My worst IT training days #3: Large-scale training (Updated)
This article was first published in 2019.
The worst thing about using an external training provider, even if they are from a well-established company with a good reputation, is that, frankly, you don’t know what you’re going to get on the day.
On this particular occasion, the trainer turned up -- but the materials didn’t.
That might have been manageable if we had been in a computer lab with 20 teachers. Instead, we were in a hall with around 200 teachers, most of whom were there to be convinced that they needed IT skills, and to be dragged kicking and screaming into using them.

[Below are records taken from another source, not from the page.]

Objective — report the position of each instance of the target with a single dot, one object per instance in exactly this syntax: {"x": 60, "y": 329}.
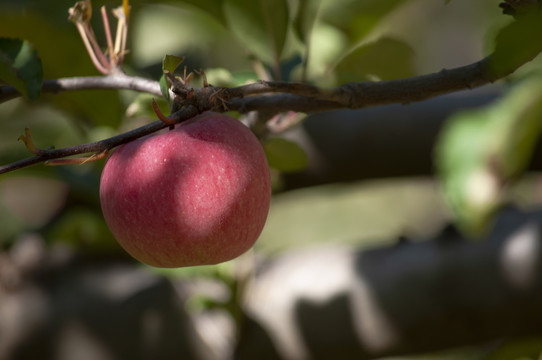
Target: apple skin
{"x": 195, "y": 195}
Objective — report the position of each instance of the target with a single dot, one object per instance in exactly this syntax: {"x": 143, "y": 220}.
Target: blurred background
{"x": 68, "y": 291}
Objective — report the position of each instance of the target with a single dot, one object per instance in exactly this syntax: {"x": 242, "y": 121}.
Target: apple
{"x": 195, "y": 195}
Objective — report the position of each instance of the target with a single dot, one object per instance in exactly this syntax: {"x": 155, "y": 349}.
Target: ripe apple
{"x": 195, "y": 195}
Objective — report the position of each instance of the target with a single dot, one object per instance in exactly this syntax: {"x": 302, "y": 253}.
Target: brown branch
{"x": 509, "y": 55}
{"x": 117, "y": 81}
{"x": 98, "y": 146}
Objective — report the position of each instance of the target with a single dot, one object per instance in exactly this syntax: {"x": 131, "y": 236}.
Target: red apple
{"x": 195, "y": 195}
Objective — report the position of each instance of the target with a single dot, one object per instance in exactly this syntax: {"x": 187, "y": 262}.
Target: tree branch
{"x": 117, "y": 81}
{"x": 300, "y": 97}
{"x": 412, "y": 297}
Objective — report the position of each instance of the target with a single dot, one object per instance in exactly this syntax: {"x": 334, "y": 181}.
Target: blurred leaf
{"x": 260, "y": 25}
{"x": 483, "y": 150}
{"x": 84, "y": 229}
{"x": 526, "y": 348}
{"x": 169, "y": 63}
{"x": 305, "y": 18}
{"x": 517, "y": 43}
{"x": 223, "y": 77}
{"x": 357, "y": 18}
{"x": 285, "y": 155}
{"x": 212, "y": 7}
{"x": 385, "y": 59}
{"x": 20, "y": 66}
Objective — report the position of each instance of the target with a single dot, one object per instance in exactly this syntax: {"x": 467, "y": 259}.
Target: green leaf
{"x": 285, "y": 155}
{"x": 142, "y": 106}
{"x": 384, "y": 59}
{"x": 481, "y": 151}
{"x": 20, "y": 66}
{"x": 305, "y": 18}
{"x": 260, "y": 25}
{"x": 517, "y": 43}
{"x": 357, "y": 18}
{"x": 169, "y": 63}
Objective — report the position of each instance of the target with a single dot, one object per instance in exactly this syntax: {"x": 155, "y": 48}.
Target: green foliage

Frankly, I don’t blame them. It’s tough to argue against “My results have always been excellent, and I’ve never used anything more technical than a chalkboard.” There are ways to persuade teachers of that school of thought to at least dip their toe in the digital water, but dragooning them into a school hall to be lectured at for an hour is not known to be the most efficacious approach.
Unfortunately, we were obliged to facilitate this farce, as a condition of getting truckloads of funding.
Well anyway, there we were, doing the best we could to show that this was going to be a really worthwhile training session, and that everyone was going to get the most fantastic resources pack they’d ever seen in their lives. Except that there were no resource packs to be seen anywhere.
After some frantic phone calls, they suddenly turned up.
It wasn’t the trainer’s fault -- they seem to have been let down by someone in the office. Unfortunately, not everyone understands that you can’t keep a couple of hundred busy people stuck in a hall and expect them to then be eager recipients of what you have to offer. Of course, being the consummate professionals that my colleagues and I were, we did manage to salvage the opportunity -- but there is no doubt that it was made much harder by that poor start.
There are a couple of psychological concepts which are useful: primacy and recency. People’s first experience of something (primacy), and their most recent experience (recency), tend to be highly influential. Therefore, when one’s first experience of IT training is being kept waiting with nothing to do for an hour, that is unlikely to predispose them to desire more. And it’s overcoming that which makes it so much more difficult than if the experience had gone without a hitch in the first place.
Well, you know the old saying: fool me once, shame on you, fool me twice shame on me. Since then, whenever I’ve organised or been involved in the organisation of a training day I’ve insisted on the following. Indeed, I have it built into the contract so that if these conditions are not adhered to, we can have a discussion about the price:
All physical materials must arrive at the training centre at least a week in advance.
There must be more than enough to be distributed. I get quite annoyed when a presenter or trainer says, in the session itself, “I’ve only brought along 20 copies; could I use a photocopier?” That requirement should have been dealt with in advance.
Ditto any digital presentations.
Ditto any special requirements such as internet access (or photocopies -- see above).
The trainer must arrive at least an hour early on the day, to make sure the set-up is as expected and required. Of course, most people do this anyway.
Using an external trainer is always a bit of a risk, because they’re an unknown quantity. For my part, when I am the external trainer I abide by all the above requirements, regardless of explicit contractual obligations. It’s not only because I want to preserve my good reputation: I couldn’t face the embarrassment of turning up and discovering that everything I needed had not!